1 Corinthians 2:11 English Standard Version
Paul says this considering the Corinthian division thinking themselves to be special, when all that they had received in Christ was given to them. There are vastly more divisions today. Perhaps if we had listened then, it would not be so today and because of our unity we would have presented the world with the truth that the Son was sent from the Father and they would have believed. Some believed anyway because they saw examples of unity in their own context, but these, my siblings, were the exception instead of the rule. Remember, however, that even if we had, we are not preparing an earthly throne for Christ to sit on. He sits on a Spiritual throne in our hearts and the day and time of His return is kept by the Father until the end of days and every generation that He has ordained to exist has existed. There is no quota to meet and fulfil, but only a life lived in service and obedience to our King who dwells in unapproachable light.

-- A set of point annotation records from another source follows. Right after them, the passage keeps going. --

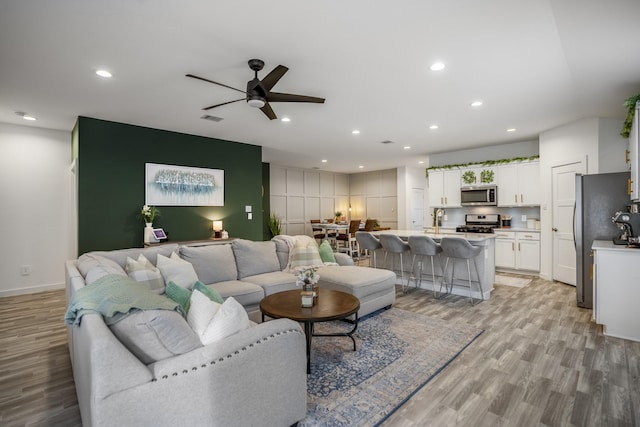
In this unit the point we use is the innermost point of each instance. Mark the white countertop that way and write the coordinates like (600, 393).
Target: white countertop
(607, 245)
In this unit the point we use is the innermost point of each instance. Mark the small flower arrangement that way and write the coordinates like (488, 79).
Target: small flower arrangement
(307, 276)
(148, 213)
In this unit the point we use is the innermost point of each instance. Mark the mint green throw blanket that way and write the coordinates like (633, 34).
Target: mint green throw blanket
(113, 296)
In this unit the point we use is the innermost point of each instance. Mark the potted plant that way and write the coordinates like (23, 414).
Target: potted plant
(275, 225)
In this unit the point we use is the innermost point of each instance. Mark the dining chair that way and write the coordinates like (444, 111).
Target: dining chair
(368, 242)
(350, 244)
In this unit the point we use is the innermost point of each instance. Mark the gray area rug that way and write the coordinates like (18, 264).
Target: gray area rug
(397, 353)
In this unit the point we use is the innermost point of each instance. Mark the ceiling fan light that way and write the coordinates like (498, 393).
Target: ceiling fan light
(256, 102)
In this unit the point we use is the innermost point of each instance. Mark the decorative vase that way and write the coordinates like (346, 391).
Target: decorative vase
(307, 295)
(148, 233)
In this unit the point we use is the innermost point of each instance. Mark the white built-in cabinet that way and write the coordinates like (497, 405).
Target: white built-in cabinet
(634, 157)
(519, 184)
(444, 188)
(518, 250)
(616, 275)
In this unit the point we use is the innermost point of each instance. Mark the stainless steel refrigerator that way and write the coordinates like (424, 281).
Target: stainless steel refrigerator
(598, 197)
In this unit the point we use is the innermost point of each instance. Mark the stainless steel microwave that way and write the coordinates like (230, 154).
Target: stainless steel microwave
(486, 195)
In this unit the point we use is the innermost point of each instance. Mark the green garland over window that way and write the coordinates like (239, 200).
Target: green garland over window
(484, 163)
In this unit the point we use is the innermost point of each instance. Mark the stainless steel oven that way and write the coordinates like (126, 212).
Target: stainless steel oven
(486, 195)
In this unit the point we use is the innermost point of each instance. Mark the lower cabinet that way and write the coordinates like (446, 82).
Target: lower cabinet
(518, 250)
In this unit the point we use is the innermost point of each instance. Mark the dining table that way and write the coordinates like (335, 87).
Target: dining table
(329, 226)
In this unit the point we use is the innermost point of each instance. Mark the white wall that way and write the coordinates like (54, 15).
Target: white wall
(594, 141)
(410, 178)
(37, 222)
(299, 195)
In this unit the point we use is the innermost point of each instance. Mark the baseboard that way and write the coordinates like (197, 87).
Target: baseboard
(31, 290)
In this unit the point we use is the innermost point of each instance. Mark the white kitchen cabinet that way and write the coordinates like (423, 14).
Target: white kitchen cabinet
(519, 184)
(634, 157)
(616, 289)
(518, 250)
(444, 188)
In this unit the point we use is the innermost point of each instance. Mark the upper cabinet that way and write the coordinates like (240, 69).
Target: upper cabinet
(478, 175)
(519, 184)
(444, 188)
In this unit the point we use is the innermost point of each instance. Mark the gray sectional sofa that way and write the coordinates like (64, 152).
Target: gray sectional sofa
(254, 377)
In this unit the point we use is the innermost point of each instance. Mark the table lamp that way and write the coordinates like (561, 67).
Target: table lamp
(217, 229)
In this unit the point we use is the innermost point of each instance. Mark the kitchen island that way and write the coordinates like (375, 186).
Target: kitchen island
(485, 262)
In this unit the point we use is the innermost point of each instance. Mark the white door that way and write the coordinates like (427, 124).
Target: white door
(563, 202)
(417, 209)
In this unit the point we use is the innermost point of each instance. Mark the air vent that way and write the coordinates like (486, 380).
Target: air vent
(212, 118)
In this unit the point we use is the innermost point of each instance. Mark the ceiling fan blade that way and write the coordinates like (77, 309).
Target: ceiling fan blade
(289, 97)
(273, 77)
(215, 83)
(224, 103)
(268, 111)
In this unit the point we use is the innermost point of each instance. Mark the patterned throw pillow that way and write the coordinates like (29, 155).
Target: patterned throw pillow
(177, 270)
(305, 255)
(326, 252)
(142, 271)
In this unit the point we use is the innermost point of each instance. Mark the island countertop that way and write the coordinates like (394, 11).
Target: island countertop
(478, 239)
(484, 261)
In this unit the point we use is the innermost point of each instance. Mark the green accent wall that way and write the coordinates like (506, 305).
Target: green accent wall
(111, 187)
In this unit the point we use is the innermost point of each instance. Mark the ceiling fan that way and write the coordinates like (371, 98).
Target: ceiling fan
(258, 93)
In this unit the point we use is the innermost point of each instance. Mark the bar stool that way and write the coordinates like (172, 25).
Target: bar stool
(368, 242)
(456, 247)
(424, 246)
(394, 245)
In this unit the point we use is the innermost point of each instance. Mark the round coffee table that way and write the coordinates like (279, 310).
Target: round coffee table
(330, 305)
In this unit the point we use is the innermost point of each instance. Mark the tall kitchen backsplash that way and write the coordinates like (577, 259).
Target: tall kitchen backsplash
(455, 216)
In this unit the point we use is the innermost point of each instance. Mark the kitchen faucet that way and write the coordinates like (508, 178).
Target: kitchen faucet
(438, 213)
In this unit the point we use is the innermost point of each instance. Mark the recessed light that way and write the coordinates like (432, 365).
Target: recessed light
(25, 116)
(104, 73)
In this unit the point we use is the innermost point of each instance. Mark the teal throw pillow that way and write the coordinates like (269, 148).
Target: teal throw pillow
(179, 294)
(326, 252)
(212, 294)
(182, 295)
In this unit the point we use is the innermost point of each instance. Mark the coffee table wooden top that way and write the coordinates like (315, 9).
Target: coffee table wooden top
(330, 305)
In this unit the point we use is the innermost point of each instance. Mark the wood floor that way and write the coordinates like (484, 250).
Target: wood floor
(540, 361)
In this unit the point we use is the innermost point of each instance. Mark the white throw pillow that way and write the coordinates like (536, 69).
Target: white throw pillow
(177, 270)
(201, 311)
(230, 319)
(144, 272)
(305, 255)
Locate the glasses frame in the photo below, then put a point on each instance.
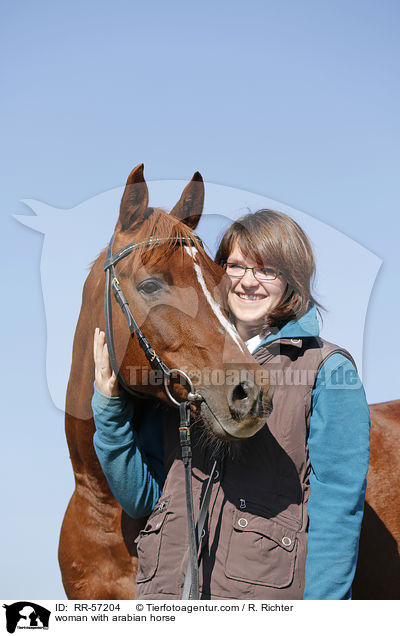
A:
(261, 280)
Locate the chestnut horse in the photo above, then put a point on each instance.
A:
(378, 568)
(176, 294)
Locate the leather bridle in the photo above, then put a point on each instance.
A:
(191, 585)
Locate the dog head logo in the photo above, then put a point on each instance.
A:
(25, 615)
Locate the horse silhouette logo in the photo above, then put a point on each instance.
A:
(26, 615)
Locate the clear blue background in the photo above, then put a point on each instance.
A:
(295, 100)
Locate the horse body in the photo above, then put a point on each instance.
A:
(176, 294)
(378, 568)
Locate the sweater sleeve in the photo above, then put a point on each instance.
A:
(132, 460)
(339, 452)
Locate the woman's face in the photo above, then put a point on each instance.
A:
(251, 300)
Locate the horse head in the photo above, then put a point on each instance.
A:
(177, 296)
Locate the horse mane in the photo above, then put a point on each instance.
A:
(160, 224)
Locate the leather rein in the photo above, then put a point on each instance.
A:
(191, 584)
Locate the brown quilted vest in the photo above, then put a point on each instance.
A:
(254, 543)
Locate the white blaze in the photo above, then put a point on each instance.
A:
(227, 326)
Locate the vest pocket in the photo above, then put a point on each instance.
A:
(260, 551)
(149, 542)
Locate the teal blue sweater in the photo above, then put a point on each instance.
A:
(132, 460)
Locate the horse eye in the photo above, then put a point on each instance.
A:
(149, 287)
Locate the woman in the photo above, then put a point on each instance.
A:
(286, 509)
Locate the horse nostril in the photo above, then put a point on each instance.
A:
(242, 399)
(240, 392)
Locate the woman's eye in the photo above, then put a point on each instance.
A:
(149, 287)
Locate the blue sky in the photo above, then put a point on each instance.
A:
(294, 101)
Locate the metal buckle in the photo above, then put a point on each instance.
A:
(192, 396)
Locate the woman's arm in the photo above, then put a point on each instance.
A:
(132, 460)
(339, 451)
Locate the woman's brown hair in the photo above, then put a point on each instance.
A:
(274, 239)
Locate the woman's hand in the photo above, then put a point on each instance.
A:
(106, 381)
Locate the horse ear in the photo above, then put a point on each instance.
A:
(190, 205)
(134, 201)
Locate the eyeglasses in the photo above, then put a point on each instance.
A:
(260, 273)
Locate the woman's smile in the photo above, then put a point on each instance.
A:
(251, 300)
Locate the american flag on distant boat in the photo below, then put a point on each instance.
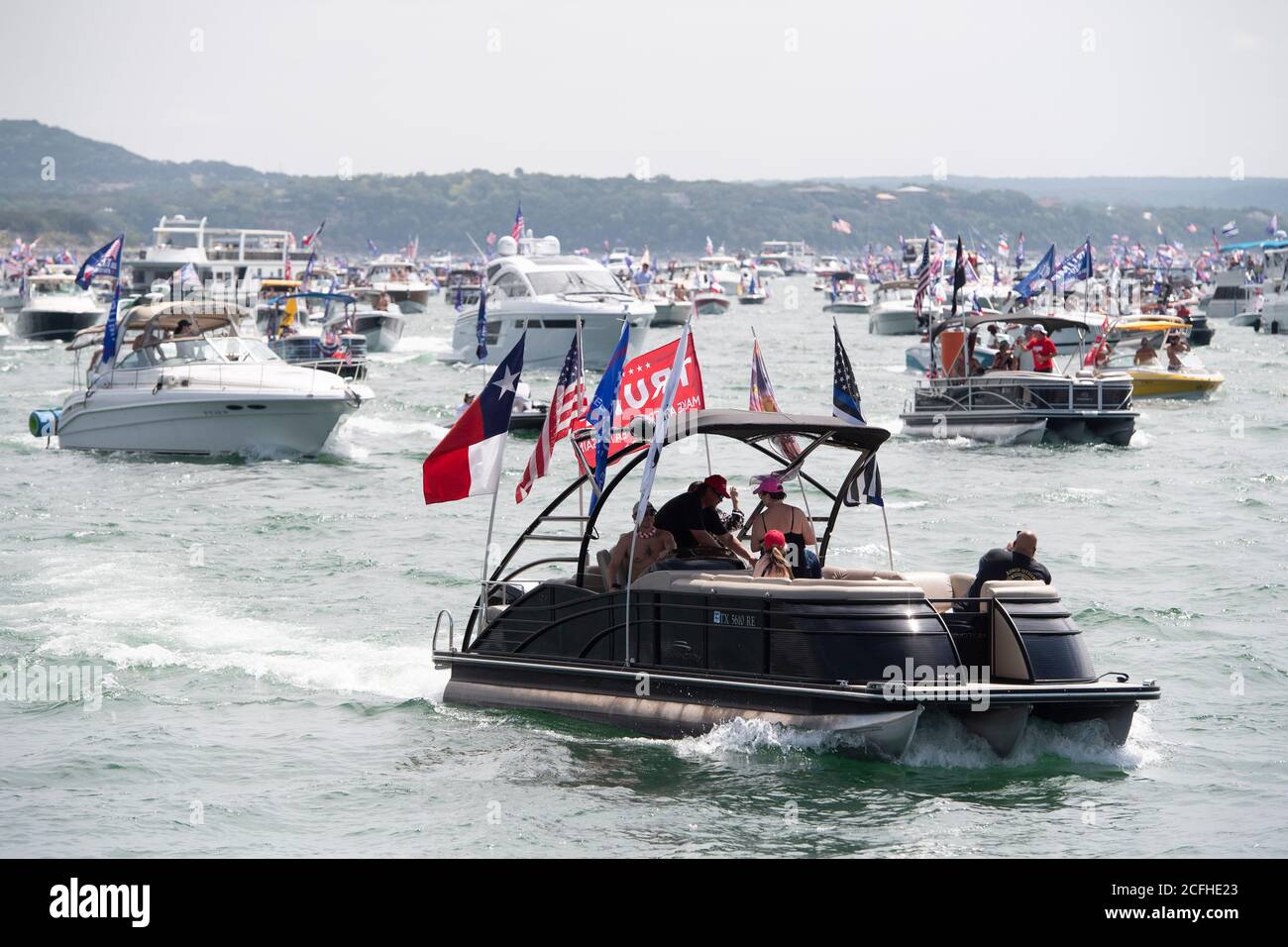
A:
(310, 237)
(922, 278)
(566, 403)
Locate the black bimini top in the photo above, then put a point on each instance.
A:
(751, 427)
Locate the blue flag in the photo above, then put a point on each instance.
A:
(103, 262)
(601, 408)
(1031, 283)
(845, 389)
(1076, 265)
(481, 325)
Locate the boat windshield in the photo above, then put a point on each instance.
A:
(552, 282)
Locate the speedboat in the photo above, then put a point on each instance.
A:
(1016, 407)
(849, 294)
(55, 308)
(857, 657)
(327, 343)
(722, 269)
(532, 287)
(207, 392)
(368, 312)
(402, 281)
(1138, 351)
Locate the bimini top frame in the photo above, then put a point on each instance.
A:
(758, 429)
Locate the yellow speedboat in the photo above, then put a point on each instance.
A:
(1140, 347)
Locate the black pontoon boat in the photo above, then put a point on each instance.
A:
(859, 654)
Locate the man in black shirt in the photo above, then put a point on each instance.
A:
(1013, 565)
(694, 521)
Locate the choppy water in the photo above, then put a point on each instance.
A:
(265, 629)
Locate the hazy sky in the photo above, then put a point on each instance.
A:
(782, 89)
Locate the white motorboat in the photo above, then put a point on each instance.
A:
(231, 262)
(202, 389)
(370, 315)
(893, 312)
(399, 278)
(532, 287)
(722, 269)
(55, 308)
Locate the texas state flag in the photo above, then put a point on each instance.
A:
(468, 462)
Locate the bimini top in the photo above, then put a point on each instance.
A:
(202, 315)
(1048, 322)
(752, 427)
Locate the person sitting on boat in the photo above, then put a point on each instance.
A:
(652, 545)
(1012, 565)
(791, 523)
(1005, 360)
(773, 561)
(1176, 347)
(643, 279)
(694, 521)
(1042, 348)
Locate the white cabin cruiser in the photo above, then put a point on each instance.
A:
(55, 308)
(399, 278)
(532, 287)
(196, 389)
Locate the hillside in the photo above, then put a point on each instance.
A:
(101, 188)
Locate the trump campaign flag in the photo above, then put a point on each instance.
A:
(103, 262)
(468, 460)
(601, 408)
(642, 394)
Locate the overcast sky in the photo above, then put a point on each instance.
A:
(696, 89)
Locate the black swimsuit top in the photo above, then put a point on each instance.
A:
(795, 548)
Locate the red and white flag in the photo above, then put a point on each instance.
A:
(642, 393)
(565, 406)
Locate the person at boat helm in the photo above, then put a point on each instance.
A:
(1013, 565)
(1042, 348)
(651, 547)
(1176, 347)
(694, 521)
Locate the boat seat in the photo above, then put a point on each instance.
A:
(745, 583)
(857, 573)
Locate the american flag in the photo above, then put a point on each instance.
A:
(566, 403)
(845, 389)
(310, 237)
(922, 278)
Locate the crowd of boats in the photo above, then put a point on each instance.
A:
(218, 348)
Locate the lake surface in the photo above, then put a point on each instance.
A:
(265, 633)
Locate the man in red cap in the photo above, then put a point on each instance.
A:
(694, 521)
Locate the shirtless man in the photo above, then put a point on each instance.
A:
(651, 547)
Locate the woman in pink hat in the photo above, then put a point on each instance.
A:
(791, 522)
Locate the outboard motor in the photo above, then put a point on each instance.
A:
(44, 421)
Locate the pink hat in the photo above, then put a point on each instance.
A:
(769, 484)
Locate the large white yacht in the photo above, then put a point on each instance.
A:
(54, 307)
(198, 388)
(400, 279)
(532, 285)
(231, 262)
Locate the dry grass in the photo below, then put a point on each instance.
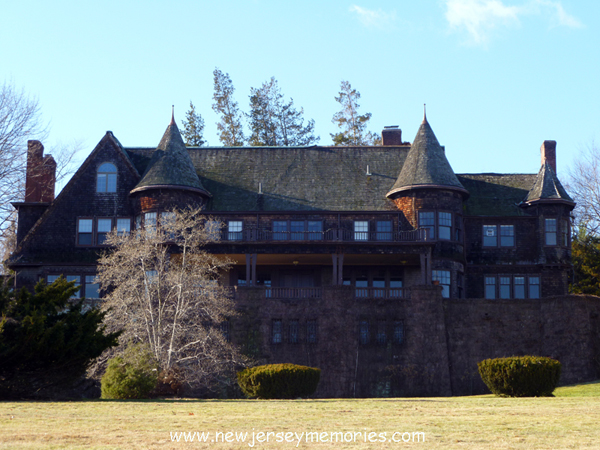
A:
(481, 422)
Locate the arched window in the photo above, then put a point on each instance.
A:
(107, 178)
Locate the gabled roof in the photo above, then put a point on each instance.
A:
(547, 187)
(170, 166)
(426, 165)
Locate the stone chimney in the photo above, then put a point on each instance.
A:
(548, 151)
(391, 135)
(41, 174)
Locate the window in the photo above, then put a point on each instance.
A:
(381, 334)
(294, 334)
(507, 235)
(224, 327)
(123, 226)
(445, 225)
(519, 287)
(297, 229)
(276, 332)
(84, 231)
(311, 332)
(315, 230)
(443, 277)
(490, 287)
(504, 287)
(92, 287)
(550, 229)
(384, 230)
(234, 230)
(107, 178)
(427, 221)
(361, 230)
(398, 332)
(534, 287)
(103, 228)
(364, 332)
(280, 230)
(490, 236)
(565, 232)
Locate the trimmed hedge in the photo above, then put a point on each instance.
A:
(279, 381)
(520, 376)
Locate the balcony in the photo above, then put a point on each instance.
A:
(301, 293)
(331, 235)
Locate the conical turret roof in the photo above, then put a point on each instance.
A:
(426, 165)
(547, 187)
(171, 166)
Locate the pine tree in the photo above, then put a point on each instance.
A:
(193, 127)
(353, 125)
(230, 126)
(275, 122)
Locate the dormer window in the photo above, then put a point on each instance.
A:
(107, 178)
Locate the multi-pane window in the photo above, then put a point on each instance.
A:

Flaming Hoops of Failed Glory
If we read the Bible in the light of God spreading the news of God’s established Spiritual Kingdom through His people, then we no longer read it as if it says, “this is who to exclude,” but read it, as it often explicitly says, “why did you think you were special and exclude them from my Kingdom?” The first step towards organising ourselves in the material according to the Spirit is to re-ground ourselves in the Word of God and take note that we are not special. There were no flaming hoops for us to jump through when we received the gospel that means that we have a corner on the market of the gospel of Jesus Christ. If we are the people of God, then we have received mercy for our shortcomings in glory and there is nothing of ourselves for us to boast about. Not our education, our pedigree, our governance, our economics–nothing. It is a Spiritual Kingdom with material fruits, and any of those material fruits that come to pass are because of the work done by God and not by us. By recognising that we have received everything we possess in and from Christ we can then identify what we have received in Christ, who He has made us, and the rights we now possess as heirs of God and His Spiritual Kingdom.
Further Reading
I have written about the rights of the people of God in The Christian’s Bill of Rights and in other posts marked under the same category, but the topic is nowhere near exhausted. Every generation will have to have this conversation with itself. There is no distinction in Christ. The wildest of derivations of our hearts and intents do not preclude us from being included in the Kingdom of God if we call on the name of Jesus to be saved.
Conclusion
To conclude, God’s immaterial Kingdom is made manifest in His material household. Increased belief in Spiritual ecumenism will result in increased physical ecumenism under God. This is not due to the homogenising effect of modern day Judaising, but rather that we all love and obey God, identifying with the Son of God in His death, burial and resurrection and look forward to His coming return. Maranatha.